Probabilmente in lui che era stato un bambino, gli eran rimaste, oltre la memoria e l'intelligenza, parecchie altre facoltà dell'uomo, ciò che valse a consolarlo di molte amarezze.
Egli seguì la formica, la quale lo condusse a traverso a vari corridoi, finché a un certo punto Gigino dette un grido di meraviglia e di gioia.
Egli non era cieco, no! Aveva gli occhi, ci vedeva... e come ci vedeva!
Era arrivato, con la formica, in una vasta sala, nella quale da un'apertura superiore filtrava un debole raggio di luce, e che doveva essere certamente la stanza d'ingresso della casa delle formiche.
Ma ciò che colpiva di più Gigino non era quello che vedeva: era il modo col quale vedeva.
Il suo sguardo era uno sguardo nuovo per lui; uno sguardo grande grande, col quale, senza bisogno di muovere né gli occhi né la testa, vedeva confusamente nello stesso tempo tutto ciò che gli era dinanzi, dalle parti, per aria, dovunque.
Egli si trovava in una specie di grotta sostenuta da varie colonne, molto pulita, con le pareti assai lisce e abbastanza regolari: alla sua destra e alla sua sinistra parecchie formiche parevano affaccendate in un lavoro di grande importanza; dinanzi a lui una formica lo guardava con benevolenza e quasi sorridendo, come se avesse preveduto la sua maraviglia.
Gigino vide tutto questo contemporaneamente.
- Che cos'hai? - gli domandò la formica, sempre sorridendo.
- Ho gli occhi! - disse Gigino - E questo mi fa molto piacere. Ma io vorrei sapere come mai senza girarli e senza bisogno di voltar la testa posso vedere ogni cosa intorno a me, in punti così diversi.
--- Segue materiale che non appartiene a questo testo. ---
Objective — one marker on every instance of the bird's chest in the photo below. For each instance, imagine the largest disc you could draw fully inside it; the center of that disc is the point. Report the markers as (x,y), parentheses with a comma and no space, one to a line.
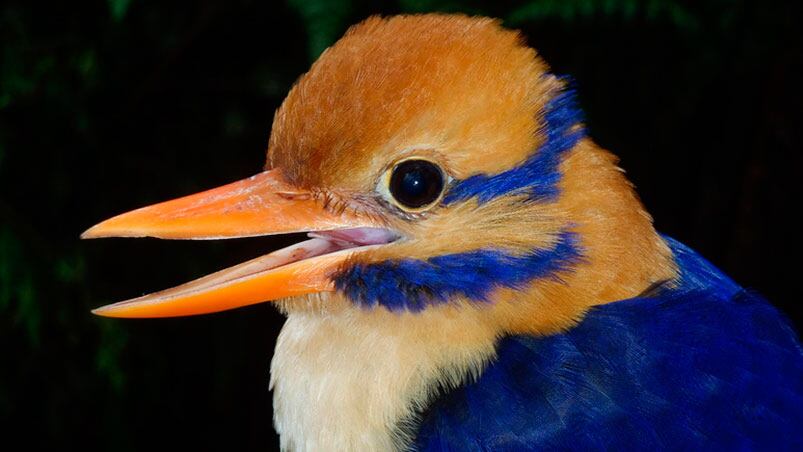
(347,386)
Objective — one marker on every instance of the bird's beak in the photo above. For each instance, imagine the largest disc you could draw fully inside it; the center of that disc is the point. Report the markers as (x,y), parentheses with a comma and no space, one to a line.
(261,205)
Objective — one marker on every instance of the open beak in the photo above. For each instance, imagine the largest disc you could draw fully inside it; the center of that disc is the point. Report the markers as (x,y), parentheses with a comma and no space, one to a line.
(261,205)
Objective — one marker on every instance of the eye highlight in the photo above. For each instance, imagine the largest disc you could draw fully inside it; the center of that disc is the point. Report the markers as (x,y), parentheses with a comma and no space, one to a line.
(415,184)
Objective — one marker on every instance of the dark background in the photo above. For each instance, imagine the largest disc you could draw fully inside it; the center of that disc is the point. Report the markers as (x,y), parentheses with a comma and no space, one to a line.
(110,105)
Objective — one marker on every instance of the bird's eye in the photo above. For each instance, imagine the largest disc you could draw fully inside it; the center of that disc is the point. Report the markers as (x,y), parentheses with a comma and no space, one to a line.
(416,184)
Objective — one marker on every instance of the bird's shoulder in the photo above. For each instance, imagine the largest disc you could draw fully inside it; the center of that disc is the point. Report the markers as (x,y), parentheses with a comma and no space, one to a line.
(703,363)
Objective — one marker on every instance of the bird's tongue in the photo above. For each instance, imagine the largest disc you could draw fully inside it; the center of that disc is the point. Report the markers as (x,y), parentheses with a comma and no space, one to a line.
(295,270)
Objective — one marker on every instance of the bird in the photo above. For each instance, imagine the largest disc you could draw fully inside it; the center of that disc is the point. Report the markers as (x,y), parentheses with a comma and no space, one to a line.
(479,273)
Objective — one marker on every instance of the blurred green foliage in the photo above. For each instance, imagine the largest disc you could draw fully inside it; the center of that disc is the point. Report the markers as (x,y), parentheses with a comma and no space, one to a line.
(105,106)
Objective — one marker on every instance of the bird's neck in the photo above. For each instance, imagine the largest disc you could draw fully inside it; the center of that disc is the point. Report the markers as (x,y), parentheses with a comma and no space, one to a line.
(354,380)
(622,254)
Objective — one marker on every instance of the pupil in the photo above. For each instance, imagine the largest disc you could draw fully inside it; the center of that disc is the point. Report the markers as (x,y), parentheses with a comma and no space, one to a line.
(416,183)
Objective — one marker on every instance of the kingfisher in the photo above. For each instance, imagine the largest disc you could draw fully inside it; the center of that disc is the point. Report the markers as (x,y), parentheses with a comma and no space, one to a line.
(479,274)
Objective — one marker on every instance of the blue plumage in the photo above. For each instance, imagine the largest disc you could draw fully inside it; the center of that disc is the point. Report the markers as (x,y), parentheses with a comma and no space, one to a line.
(412,284)
(702,365)
(539,175)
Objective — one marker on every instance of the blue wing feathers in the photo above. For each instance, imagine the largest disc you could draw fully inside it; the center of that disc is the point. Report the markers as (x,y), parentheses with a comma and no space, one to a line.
(704,364)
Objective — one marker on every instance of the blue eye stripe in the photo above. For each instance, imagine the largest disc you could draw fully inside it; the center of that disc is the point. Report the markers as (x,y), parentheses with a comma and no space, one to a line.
(539,175)
(413,284)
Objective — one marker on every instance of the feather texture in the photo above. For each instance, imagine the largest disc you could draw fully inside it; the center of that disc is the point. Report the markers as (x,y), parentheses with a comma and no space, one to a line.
(703,364)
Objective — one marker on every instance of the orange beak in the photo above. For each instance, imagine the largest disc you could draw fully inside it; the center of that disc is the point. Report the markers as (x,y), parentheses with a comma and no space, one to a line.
(261,205)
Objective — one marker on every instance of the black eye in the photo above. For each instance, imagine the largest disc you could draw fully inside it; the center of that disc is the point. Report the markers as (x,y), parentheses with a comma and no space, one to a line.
(416,183)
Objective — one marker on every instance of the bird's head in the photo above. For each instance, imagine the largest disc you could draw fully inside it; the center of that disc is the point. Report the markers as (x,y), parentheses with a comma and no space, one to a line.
(435,162)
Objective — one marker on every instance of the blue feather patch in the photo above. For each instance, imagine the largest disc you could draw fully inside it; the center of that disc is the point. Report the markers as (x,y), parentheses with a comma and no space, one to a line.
(701,366)
(412,284)
(539,175)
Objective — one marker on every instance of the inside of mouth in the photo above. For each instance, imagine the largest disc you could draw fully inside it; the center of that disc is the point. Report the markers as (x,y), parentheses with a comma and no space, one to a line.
(319,244)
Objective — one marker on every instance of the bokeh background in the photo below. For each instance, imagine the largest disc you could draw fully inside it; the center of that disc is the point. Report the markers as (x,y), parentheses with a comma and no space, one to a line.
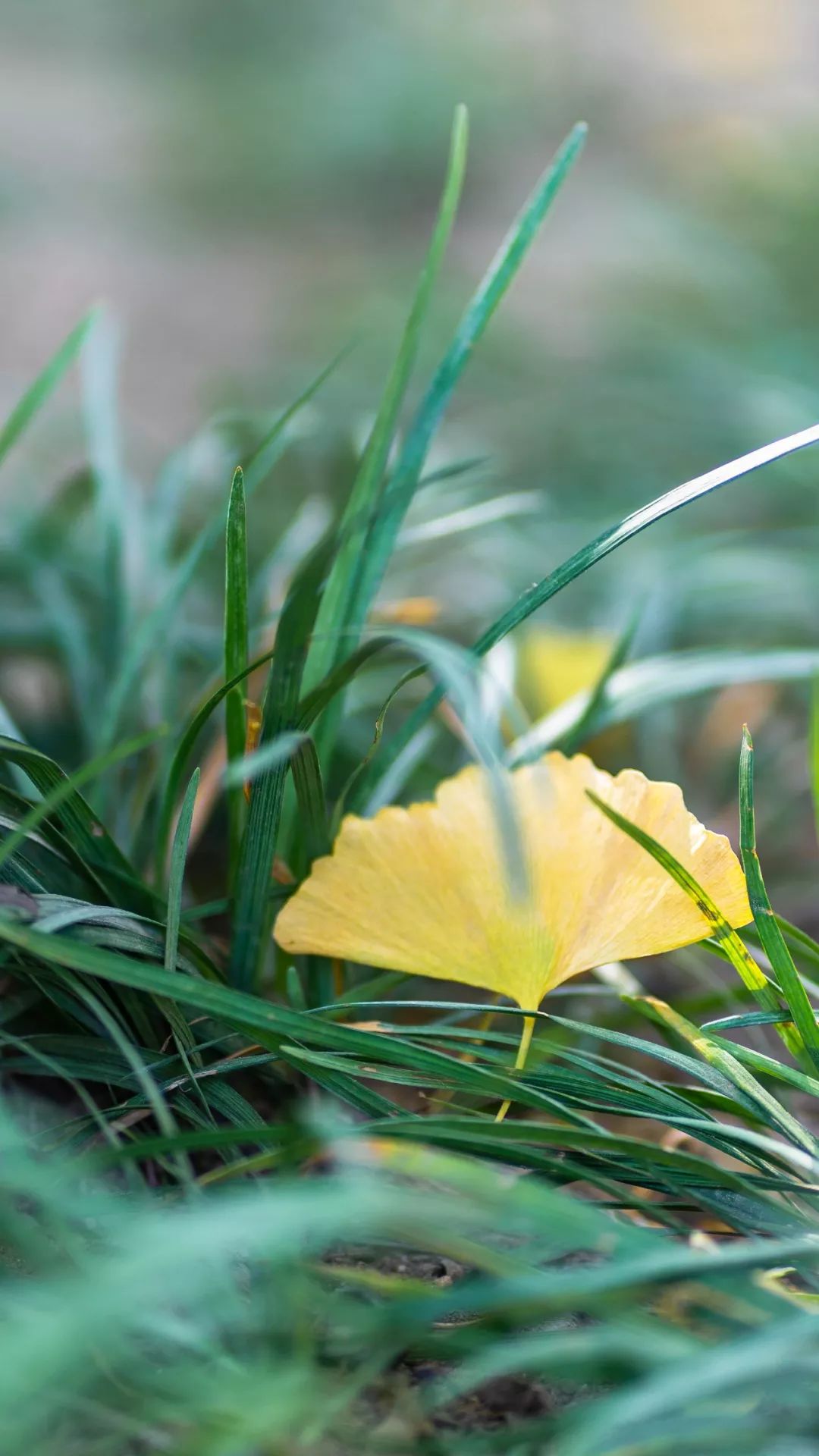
(249,187)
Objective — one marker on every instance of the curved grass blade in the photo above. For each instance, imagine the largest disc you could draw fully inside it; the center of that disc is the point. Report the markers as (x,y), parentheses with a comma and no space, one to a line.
(654,682)
(770,934)
(237,638)
(596,551)
(729,1065)
(251,909)
(588,723)
(744,963)
(404,481)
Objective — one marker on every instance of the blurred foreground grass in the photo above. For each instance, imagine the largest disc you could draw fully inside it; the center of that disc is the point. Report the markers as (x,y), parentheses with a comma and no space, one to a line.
(256,1206)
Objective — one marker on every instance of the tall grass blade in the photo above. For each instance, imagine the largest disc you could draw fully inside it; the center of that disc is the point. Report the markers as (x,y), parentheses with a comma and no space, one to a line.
(596,551)
(401,485)
(237,648)
(177,878)
(744,963)
(251,908)
(335,623)
(770,934)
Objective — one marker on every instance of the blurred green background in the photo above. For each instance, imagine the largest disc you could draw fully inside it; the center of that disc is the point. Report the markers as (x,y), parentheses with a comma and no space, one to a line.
(251,185)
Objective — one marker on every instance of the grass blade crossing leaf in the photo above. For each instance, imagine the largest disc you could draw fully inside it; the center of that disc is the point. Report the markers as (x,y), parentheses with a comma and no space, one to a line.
(654,682)
(751,974)
(596,551)
(770,934)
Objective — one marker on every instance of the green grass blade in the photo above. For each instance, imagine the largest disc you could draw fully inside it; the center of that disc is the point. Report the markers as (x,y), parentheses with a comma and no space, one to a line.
(74,819)
(44,384)
(770,934)
(403,484)
(334,623)
(237,639)
(102,435)
(586,726)
(177,880)
(814,745)
(251,910)
(596,551)
(253,764)
(158,620)
(744,963)
(717,1056)
(653,682)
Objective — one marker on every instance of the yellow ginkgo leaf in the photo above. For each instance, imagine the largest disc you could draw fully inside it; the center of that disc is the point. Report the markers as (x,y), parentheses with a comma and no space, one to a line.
(553,666)
(426,890)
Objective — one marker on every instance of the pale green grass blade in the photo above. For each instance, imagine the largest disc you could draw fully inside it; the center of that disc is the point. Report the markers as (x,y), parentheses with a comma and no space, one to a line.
(814,743)
(729,1065)
(770,934)
(74,819)
(177,878)
(253,764)
(99,362)
(237,648)
(44,384)
(596,551)
(653,682)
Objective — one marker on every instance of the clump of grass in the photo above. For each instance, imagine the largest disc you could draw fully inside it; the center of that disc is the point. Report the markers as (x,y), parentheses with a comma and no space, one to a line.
(199,1133)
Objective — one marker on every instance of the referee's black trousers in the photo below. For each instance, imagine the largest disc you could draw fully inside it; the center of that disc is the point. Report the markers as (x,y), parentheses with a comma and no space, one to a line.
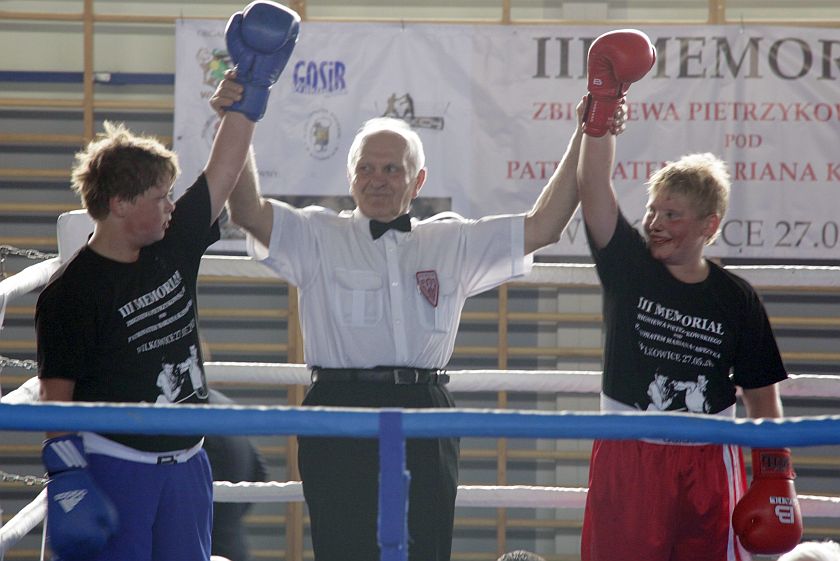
(341,478)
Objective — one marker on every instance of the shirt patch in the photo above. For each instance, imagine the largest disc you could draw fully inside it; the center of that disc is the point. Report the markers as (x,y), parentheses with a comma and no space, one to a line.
(429,287)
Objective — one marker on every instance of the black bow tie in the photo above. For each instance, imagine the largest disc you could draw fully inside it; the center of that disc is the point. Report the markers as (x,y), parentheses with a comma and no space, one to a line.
(401,223)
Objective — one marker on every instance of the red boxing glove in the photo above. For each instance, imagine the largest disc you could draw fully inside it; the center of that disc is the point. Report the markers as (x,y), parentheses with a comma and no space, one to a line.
(767,519)
(616,60)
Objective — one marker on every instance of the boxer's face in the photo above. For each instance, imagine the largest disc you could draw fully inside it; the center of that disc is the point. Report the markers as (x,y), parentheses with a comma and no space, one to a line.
(380,182)
(147,217)
(675,234)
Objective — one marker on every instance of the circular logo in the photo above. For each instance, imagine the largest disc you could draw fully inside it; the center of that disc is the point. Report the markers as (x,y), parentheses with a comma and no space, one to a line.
(322,133)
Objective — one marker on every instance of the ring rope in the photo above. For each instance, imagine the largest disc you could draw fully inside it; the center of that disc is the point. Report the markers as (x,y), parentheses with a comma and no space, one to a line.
(571,381)
(489,496)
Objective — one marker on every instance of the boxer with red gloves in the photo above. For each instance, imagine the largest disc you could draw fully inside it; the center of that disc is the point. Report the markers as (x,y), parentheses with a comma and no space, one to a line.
(767,519)
(616,60)
(659,500)
(136,497)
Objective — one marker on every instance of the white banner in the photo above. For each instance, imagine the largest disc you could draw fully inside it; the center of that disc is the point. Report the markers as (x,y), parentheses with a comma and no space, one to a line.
(494,106)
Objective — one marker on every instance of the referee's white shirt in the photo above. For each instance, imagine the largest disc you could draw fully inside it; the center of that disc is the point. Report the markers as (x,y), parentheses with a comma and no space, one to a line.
(360,300)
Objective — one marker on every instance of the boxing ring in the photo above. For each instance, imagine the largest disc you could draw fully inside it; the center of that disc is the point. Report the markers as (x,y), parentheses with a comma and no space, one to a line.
(392,427)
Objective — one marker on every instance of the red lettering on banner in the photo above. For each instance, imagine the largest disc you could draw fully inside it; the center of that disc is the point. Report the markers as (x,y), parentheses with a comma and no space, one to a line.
(652,112)
(538,169)
(769,111)
(781,171)
(635,170)
(553,111)
(833,171)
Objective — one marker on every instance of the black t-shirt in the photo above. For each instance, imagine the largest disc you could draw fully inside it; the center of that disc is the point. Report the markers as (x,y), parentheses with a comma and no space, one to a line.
(675,346)
(128,332)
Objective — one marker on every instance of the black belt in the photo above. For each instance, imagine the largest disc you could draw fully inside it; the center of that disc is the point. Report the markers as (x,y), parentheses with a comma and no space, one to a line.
(381,375)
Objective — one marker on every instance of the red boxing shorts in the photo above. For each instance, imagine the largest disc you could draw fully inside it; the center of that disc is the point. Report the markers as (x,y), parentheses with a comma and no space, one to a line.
(662,502)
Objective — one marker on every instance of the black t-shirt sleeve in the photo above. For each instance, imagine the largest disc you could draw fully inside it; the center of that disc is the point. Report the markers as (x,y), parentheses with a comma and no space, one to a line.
(190,231)
(758,362)
(625,251)
(63,328)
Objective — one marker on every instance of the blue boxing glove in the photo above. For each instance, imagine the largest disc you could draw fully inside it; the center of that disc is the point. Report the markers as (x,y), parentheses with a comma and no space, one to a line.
(80,518)
(260,41)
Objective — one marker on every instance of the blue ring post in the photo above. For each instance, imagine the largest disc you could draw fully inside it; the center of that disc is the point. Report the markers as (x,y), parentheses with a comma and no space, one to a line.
(393,488)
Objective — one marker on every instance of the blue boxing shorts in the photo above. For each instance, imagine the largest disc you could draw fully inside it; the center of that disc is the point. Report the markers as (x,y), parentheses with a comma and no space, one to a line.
(165,509)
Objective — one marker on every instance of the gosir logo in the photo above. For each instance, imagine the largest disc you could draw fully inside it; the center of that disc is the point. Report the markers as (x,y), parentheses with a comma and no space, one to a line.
(325,77)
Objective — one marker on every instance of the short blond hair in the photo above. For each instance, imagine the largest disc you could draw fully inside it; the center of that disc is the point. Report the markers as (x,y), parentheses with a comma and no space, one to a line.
(119,163)
(702,178)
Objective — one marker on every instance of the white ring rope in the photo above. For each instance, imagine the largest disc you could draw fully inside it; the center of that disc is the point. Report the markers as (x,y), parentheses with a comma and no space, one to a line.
(571,273)
(571,381)
(490,496)
(802,385)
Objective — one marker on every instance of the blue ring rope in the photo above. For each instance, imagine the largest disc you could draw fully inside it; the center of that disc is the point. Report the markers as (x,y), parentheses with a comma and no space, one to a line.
(331,421)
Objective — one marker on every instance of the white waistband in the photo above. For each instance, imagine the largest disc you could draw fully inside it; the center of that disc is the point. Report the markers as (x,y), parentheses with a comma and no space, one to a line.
(97,444)
(610,405)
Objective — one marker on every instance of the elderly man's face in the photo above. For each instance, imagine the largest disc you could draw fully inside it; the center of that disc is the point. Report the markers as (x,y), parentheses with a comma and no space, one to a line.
(380,182)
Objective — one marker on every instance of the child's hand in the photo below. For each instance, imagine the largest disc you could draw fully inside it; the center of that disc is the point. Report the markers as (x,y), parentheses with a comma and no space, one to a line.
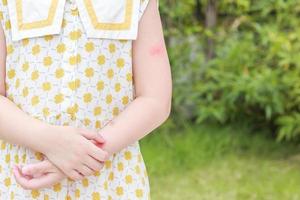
(38,175)
(73,151)
(42,174)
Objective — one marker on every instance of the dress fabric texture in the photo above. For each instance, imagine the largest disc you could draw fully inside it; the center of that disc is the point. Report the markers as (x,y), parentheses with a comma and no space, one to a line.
(67,67)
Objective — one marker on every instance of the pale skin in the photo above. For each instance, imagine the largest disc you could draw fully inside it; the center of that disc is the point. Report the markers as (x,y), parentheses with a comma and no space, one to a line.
(63,158)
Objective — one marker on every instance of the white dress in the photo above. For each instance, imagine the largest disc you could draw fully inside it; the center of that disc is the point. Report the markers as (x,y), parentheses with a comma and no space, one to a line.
(69,62)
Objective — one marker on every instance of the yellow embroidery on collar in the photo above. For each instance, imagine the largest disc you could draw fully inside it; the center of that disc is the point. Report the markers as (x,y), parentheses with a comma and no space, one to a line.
(37,24)
(110,26)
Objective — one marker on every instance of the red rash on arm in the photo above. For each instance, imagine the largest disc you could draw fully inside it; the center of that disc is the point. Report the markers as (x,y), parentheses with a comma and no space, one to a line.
(157,50)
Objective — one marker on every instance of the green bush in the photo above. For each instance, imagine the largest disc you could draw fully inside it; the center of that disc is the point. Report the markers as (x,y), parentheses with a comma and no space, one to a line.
(255,74)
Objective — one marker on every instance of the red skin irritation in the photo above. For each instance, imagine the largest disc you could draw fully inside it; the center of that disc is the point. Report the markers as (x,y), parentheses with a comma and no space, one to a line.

- Prima di tutto devi sapere - rispose la formica - che gli occhi non si girano per niente. -
Gigino riscontrò che era vero.
- Da ciò dunque - continuò la formica - deriva la necessità di avere gli occhi conformati in modo di potere abbracciare una larga visuale; e la natura previdente, che concede a tutti gli esseri gli organi adatti alla loro condizione, ha dato a noi formiche due occhi composti.
- Come sarebbe a dire?
- Sarebbe a dire che i due occhi che abbiamo ai lati della testa, sono formati di tante faccettine esagonali convesse, le quali non sono che tante lenti, ossia tanti piccoli occhi completi, che guardano in tutte le direzioni. -
Gigino si avvicinò con curiosità alla sua interlocutrice, e le guardò gli occhi che erano infatti tutti sfaccettati.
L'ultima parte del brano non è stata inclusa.